Located at TI:ME at Montecillo, a local shopping center, Chuco Relic opened almost three years ago in a city on the precipice of great financial growth. The store used to be called Manchot (French for “penguin”) until Evaldi bought it from a friend who was moving away. Once the opportunity to move to Montecillo presented itself, Evaldi knew it was time for a rebranding that aligned with her El Pasoan pride.

“Customers would ask: why a penguin in French? What does that have to do with El Paso?” she says. “When I got the opportunity to move over, I kept thinking, I need to change the name.”

Chuco Relic came from Evaldi wanting a name with the initials “CR” — initials that she, her husband, and her children all share.

“I thought ‘chuco,’ because of course it starts with a ‘c,’ and it’s El Paso,” Evaldi says, adding that she got a lot of pushback from friends and family when she proposed the name of the store.

El Paso is often fondly known as Chuco Town, or El Chuco, a name that refers to the “Pachuco” Chicano subculture that arose in the early 1900s of impeccable street style and often, gang activity.

“It’s like an inside El Paso thing; if you know what chuco means, it’s because you’re from El Paso and you get it,” Evaldi says. “I thought, I’m gonna make it where El Pasoans can say ‘chuco’ and think of all the positive stuff, their pride for their town.”

Evaldi grew up in Juarez and El Paso, attending St. Pius and then Burges High School. She then spent time traveling as a student athlete and finance major at McMurry University in Abilene, embarking on road trips with friends, and spending her final year of college in Spain. Later, Evaldi traveled through Europe for six months after taking a break from a finance career she says she didn’t feel at home in. It was through her time traveling that her love for local art grew.

“Every time I traveled I was like ‘okay, where are the markets? Let’s go see what people are making here,’” she says. “I feel like when you go to the markets, you meet the locals and then they’re the ones that tell you all the secrets about the best things to do. So that’s how I fell in love with handmade things, because I wanted to support the local community when I traveled, and I loved the stuff they made.”

Evaldi says Chuco Relic always introduces a new artist and a new shirt design every month.

“We have those customers that come in whenever they have a chance and we want them to have something new to look at, or a new artist to introduce to more people,” she says.

While much of the merchandise is universally appealing, inside jokes that only El Pasoans would understand also abound.
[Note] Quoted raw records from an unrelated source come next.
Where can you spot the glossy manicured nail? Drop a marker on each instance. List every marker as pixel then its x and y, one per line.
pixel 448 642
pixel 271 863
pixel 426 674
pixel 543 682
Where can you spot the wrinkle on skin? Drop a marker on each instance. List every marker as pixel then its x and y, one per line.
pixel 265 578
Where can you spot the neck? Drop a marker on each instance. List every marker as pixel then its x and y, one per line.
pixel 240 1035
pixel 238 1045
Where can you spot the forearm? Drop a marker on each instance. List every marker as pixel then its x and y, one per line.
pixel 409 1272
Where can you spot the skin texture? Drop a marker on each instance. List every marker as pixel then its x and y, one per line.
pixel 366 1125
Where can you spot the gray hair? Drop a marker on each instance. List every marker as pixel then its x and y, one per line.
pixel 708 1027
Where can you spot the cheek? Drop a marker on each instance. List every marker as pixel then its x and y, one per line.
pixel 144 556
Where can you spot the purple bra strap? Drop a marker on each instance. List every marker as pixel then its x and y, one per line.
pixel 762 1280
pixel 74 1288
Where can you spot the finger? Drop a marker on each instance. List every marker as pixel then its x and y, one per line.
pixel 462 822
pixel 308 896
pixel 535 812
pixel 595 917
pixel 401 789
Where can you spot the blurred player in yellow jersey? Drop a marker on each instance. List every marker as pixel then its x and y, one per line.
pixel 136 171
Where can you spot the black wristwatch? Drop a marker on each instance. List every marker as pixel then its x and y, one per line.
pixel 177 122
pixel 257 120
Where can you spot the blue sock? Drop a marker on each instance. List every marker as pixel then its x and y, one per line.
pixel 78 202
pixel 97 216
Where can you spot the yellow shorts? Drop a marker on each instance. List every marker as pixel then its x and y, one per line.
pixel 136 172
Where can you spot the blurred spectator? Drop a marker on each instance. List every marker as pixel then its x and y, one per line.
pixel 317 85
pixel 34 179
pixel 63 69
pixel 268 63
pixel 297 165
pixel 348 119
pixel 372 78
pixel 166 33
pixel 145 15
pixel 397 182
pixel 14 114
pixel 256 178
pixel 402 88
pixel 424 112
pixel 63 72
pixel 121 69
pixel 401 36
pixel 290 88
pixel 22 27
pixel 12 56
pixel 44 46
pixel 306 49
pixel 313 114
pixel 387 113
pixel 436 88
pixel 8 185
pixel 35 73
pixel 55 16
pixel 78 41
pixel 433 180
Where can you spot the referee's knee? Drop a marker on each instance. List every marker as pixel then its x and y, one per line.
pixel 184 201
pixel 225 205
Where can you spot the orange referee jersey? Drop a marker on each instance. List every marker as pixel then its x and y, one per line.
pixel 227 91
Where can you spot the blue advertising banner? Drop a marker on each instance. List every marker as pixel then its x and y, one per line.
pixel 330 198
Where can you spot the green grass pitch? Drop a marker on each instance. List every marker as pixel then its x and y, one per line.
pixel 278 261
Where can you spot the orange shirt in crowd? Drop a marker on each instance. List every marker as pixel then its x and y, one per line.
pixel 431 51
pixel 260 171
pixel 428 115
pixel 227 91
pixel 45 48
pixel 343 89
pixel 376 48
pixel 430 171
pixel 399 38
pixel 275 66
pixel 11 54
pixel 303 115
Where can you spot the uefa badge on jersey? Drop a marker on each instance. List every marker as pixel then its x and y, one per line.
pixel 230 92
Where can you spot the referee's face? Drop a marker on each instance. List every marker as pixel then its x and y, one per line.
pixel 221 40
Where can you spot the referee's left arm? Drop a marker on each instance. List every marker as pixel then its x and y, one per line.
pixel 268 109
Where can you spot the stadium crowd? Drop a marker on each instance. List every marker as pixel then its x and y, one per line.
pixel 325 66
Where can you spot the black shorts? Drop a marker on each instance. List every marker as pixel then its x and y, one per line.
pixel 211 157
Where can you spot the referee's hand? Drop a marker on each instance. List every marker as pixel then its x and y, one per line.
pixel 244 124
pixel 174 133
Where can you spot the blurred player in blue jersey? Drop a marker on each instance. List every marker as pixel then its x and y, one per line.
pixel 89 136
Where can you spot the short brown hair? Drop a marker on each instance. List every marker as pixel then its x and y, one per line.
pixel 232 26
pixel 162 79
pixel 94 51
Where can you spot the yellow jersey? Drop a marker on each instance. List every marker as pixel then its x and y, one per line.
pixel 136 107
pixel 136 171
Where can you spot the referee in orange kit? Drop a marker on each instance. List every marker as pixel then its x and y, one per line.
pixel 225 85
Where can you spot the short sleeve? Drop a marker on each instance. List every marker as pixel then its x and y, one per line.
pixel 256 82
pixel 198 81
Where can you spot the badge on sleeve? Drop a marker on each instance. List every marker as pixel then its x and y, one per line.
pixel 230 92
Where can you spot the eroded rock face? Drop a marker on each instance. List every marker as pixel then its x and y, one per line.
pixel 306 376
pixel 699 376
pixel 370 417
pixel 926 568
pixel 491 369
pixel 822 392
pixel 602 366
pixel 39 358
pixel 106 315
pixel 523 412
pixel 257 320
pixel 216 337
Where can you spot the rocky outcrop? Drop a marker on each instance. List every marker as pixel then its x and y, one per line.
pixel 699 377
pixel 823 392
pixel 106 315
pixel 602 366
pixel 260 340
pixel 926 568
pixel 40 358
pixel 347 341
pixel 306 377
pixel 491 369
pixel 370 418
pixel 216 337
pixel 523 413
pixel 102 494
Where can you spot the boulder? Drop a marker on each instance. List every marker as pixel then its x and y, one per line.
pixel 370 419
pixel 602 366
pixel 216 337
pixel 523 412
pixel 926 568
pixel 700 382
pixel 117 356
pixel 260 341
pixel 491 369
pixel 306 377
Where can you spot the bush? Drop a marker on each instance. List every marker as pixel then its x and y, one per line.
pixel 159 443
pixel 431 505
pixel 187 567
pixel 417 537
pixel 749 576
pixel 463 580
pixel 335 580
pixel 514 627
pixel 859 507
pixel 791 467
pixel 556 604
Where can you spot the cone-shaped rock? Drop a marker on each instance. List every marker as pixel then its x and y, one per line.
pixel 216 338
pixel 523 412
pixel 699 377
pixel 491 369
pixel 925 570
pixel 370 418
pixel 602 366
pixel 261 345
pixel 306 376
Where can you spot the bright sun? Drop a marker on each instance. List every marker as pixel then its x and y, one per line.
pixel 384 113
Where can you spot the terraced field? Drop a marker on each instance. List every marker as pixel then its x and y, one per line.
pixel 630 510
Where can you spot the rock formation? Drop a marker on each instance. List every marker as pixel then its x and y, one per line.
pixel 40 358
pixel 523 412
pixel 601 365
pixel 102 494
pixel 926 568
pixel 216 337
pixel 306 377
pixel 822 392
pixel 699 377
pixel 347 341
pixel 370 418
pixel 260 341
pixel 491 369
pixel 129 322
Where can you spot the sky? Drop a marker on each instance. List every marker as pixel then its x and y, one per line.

One t-shirt emblazoned with “I’d eat my broccoli” is a playful reference to a commercial dating back to the ’90s and ’80s for Western Playland, El Paso’s local amusement park.

“I feel like with those little things like ‘chuco’ or ‘I’d eat my broccoli’ we’re just different in that way, that we have even our own inside language and jokes within a whole community,” Evaldi says. “I feel so honored that I get to do that, that I get to sell those inside things so people can display it proudly.”

“There’s no place like El Paso… We’re just in a perfect place because we have Juarez, the bicultural community, and then we have New Mexico, the Indian community, the Tiguas — we’re just a really cool melting pot,” she adds. “When you’re growing up here, you think it’s normal. And then you leave and you realize, whoa, El Paso’s actually amazing.”